Polgara the Sorceress - Page 89/240

On the fourth day, the leaders of Mimbre, Asturia, and Wacune signed the ‘instrument of peace’, and immediately thereafter Duke Corrolin rose and invited everybody to stay for the wedding. Countess Asrana could move very fast when it suited her.

Once again I found myself pressed into service as a bridesmaid, and all went smoothly. Asrana and Mandorin were married with not so much as an earthquake or tidal wave to alert poor Arendia to a dangerous new force that had come into being right at her very heart.

Part Four:

Ontrose

Chapter 17

I hate to admit this, but when you get right down to the core of things, my father and I are very much alike. We both know that our primary business will always be study and the slow accumulation of knowledge. Interruptions crop up from time to time, though, and we’ll both assume surly expressions when someone comes rushing into the Vale begging us to go out and save the world. Would you be at all surprised if I told you that our apparent grouchiness is only a sham? To be completely honest about it, we enjoy putting out these little brush-fires almost as much as we’d enjoy discovering just exactly why two and two makes four.

When I’d spent those years on the Isle of the Winds, I’d been at the very center of things, and I’d found that to be engrossing. Then, when I’d been called away again to deal with Ctuchik’s scheme in Arendia, I’d enjoyed that just as much. Like my father, I’ll always be happy to lay my book aside when the fire-bell rings.

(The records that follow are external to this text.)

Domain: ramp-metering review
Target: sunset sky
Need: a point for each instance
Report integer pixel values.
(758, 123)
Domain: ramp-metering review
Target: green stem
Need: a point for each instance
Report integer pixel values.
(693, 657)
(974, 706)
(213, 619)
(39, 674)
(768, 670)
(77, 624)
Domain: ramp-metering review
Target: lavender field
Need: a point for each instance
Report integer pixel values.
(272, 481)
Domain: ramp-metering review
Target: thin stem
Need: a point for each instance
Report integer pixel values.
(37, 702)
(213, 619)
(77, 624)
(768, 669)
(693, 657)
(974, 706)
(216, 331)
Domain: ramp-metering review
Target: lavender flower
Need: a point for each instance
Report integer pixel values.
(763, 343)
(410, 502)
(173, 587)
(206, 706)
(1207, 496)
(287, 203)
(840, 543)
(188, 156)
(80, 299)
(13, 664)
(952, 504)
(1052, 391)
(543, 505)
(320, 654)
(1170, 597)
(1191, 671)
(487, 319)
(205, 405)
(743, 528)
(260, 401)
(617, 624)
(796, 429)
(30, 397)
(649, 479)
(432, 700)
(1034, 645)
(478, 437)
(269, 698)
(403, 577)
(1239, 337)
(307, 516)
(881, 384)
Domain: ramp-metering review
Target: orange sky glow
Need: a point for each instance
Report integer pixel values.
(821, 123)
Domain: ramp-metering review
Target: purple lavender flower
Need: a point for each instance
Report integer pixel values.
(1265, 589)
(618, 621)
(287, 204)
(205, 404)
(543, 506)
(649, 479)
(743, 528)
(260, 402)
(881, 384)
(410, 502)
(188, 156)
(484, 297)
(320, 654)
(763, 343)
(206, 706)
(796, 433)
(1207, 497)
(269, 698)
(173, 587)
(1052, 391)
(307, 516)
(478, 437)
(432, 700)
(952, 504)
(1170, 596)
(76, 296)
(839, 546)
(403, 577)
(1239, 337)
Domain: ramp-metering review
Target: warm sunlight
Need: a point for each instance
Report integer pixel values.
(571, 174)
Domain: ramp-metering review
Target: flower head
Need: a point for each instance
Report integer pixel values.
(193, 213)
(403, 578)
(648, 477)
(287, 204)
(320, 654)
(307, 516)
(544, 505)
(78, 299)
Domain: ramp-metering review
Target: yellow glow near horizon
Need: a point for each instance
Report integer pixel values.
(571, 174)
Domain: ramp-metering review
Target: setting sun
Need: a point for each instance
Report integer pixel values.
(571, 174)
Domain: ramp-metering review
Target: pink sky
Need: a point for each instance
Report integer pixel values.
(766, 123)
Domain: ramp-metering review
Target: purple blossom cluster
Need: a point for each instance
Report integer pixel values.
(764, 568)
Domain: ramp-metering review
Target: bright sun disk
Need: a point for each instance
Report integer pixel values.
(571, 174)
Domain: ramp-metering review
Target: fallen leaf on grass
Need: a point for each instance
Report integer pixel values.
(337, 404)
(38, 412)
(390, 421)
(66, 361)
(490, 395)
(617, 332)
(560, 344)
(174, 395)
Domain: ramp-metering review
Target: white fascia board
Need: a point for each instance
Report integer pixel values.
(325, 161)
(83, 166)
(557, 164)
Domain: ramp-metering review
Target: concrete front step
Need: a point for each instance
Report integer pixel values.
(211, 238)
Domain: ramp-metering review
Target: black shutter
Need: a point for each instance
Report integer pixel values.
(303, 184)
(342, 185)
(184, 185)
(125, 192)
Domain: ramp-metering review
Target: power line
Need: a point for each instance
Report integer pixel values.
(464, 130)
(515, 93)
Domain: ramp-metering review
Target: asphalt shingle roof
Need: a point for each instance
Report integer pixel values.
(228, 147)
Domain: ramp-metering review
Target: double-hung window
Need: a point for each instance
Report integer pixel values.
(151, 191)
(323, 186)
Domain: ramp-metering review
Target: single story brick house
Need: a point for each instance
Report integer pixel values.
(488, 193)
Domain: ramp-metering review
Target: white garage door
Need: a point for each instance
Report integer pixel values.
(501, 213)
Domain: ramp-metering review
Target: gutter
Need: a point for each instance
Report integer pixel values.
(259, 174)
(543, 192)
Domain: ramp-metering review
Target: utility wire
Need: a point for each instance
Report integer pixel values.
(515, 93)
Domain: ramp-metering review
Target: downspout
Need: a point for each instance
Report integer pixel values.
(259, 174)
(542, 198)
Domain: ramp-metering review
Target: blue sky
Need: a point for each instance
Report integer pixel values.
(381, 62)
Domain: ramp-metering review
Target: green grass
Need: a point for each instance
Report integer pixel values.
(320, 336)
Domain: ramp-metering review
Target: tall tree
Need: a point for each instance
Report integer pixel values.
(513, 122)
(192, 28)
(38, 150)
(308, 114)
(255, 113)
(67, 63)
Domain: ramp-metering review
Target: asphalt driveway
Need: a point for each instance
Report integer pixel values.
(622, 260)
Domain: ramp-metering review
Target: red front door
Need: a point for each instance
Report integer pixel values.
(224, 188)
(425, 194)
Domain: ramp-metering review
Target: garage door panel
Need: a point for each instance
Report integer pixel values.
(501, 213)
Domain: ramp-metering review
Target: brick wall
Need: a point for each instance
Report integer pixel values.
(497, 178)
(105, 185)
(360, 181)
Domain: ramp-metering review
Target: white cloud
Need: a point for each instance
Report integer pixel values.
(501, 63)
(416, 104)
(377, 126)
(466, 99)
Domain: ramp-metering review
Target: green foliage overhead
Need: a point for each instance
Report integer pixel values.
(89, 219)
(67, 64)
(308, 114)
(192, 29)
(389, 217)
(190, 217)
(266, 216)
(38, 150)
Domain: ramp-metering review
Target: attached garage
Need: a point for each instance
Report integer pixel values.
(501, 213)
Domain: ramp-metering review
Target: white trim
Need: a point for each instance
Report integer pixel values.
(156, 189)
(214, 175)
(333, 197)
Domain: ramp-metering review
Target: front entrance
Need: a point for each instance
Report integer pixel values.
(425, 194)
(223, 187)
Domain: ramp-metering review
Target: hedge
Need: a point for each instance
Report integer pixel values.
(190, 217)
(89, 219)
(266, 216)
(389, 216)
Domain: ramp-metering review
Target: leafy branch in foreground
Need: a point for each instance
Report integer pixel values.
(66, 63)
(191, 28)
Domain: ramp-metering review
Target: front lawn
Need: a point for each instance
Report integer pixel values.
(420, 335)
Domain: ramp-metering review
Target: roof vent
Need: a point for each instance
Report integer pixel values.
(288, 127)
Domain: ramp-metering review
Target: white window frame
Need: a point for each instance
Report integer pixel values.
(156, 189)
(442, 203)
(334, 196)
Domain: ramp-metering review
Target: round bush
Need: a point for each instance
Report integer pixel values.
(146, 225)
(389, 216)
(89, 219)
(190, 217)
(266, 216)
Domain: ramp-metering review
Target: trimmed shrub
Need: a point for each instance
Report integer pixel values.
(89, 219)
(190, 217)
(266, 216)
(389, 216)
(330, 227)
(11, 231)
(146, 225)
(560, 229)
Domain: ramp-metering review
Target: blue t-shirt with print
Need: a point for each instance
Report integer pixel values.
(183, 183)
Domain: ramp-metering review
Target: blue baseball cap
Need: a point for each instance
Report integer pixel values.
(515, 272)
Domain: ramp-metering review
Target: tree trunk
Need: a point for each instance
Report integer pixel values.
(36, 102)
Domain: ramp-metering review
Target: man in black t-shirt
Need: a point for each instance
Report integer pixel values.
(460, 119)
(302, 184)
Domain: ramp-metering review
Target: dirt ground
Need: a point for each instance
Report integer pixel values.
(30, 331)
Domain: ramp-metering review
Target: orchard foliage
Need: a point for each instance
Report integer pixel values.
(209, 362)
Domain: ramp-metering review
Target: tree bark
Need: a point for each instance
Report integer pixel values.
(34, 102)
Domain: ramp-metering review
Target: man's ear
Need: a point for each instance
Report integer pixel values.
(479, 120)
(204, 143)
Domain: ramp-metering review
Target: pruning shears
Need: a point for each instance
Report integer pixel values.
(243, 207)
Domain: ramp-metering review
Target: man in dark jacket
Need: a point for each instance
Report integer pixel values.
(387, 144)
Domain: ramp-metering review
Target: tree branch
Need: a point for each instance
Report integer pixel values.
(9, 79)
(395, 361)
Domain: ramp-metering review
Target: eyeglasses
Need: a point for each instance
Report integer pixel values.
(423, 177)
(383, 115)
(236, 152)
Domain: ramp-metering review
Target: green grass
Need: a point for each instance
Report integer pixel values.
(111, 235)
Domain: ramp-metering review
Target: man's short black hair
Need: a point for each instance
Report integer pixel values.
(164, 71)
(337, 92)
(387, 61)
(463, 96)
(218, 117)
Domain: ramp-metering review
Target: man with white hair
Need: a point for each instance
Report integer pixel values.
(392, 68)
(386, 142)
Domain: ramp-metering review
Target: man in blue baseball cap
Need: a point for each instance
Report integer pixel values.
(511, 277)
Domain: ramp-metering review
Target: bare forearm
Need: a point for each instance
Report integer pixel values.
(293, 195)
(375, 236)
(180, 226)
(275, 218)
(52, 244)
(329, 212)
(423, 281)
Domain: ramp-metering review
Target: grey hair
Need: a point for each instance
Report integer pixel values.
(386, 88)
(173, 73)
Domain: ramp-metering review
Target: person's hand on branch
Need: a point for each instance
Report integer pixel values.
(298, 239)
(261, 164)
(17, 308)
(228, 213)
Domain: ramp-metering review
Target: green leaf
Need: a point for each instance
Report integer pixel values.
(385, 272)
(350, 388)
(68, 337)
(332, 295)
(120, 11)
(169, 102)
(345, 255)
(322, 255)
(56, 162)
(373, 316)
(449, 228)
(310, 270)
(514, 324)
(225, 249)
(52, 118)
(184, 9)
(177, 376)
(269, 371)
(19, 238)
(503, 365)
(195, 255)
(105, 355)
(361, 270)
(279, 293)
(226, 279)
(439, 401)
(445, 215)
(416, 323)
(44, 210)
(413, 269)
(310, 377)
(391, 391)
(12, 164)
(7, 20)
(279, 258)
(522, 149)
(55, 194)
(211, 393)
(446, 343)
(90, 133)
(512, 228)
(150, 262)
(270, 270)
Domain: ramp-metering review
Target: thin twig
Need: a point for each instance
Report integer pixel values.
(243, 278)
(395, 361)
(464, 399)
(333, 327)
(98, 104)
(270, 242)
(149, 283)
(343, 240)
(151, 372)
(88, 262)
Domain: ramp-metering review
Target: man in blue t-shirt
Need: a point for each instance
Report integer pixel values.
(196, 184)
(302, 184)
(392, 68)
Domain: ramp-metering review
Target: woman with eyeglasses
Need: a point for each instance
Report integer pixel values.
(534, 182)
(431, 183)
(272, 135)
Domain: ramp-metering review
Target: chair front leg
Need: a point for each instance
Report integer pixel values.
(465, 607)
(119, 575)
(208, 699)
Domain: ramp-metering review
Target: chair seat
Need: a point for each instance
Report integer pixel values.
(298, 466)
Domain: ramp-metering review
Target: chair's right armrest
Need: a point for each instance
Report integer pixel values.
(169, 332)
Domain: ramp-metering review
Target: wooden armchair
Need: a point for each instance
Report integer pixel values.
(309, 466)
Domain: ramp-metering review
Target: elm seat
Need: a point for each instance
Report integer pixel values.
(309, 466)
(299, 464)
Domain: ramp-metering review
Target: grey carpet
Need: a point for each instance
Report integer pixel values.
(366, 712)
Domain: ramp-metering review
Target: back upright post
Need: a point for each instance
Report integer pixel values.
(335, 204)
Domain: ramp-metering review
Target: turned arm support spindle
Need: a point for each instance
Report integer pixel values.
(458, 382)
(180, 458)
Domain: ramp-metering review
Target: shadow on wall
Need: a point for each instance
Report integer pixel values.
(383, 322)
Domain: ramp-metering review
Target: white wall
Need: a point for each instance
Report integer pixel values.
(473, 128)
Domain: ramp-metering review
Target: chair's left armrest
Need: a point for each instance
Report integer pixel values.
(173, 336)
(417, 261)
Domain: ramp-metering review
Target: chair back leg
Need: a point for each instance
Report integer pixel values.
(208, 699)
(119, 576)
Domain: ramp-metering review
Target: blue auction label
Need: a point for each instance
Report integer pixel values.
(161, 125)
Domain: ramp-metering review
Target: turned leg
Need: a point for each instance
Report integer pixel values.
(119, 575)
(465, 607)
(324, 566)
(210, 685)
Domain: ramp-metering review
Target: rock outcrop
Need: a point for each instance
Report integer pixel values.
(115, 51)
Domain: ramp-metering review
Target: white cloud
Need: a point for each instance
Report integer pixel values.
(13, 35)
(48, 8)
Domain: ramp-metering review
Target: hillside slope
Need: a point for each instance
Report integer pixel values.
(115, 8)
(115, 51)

Given the tentative nature of the peace father and I had crammed down the throats of assorted Arends, it was fairly obvious that I was going to have to stay in Arendia to make sure that it stayed crammed. And so it was that in the spring of the year 2313 I returned briefly to father’s tower to pick up a few things I might need. I suppose I could have just willed what I needed into existence, but they wouldn’t have been the same, for some reason.

Father had returned to the Vale during the previous winter, and when I reached his tower, he called the twins over, and the four of us got down to cases. ‘I’d rather hoped to see uncle Beldin,’ I said.

‘He’s still off in Mallorea, Pol,’ Belkira said. ‘What’s happening in Arendia?’

‘What’s always happening in Arendia?’ Beltira snorted.

‘Pol took steps,’ father told them. “There’s this unnatural silence hovering over Arendia right now. I think it’s referred to as peace.’

‘I don’t know that I’d go quite that far, father,’ I disagreed, getting up to check the ham I was baking for supper. ‘Ctuchik had things fairly well stirred up, and the Arends were having a lot of fun with his little fires. Now that we’ve doused them with cold water, the Arends are at a loss for excuses to slaughter each other. I wouldn’t really call it peace yet, though. They’re sitting around waiting for somebody to come up with new reasons to go to war.’

‘I’m sure they’ll find something,’ he said sourly.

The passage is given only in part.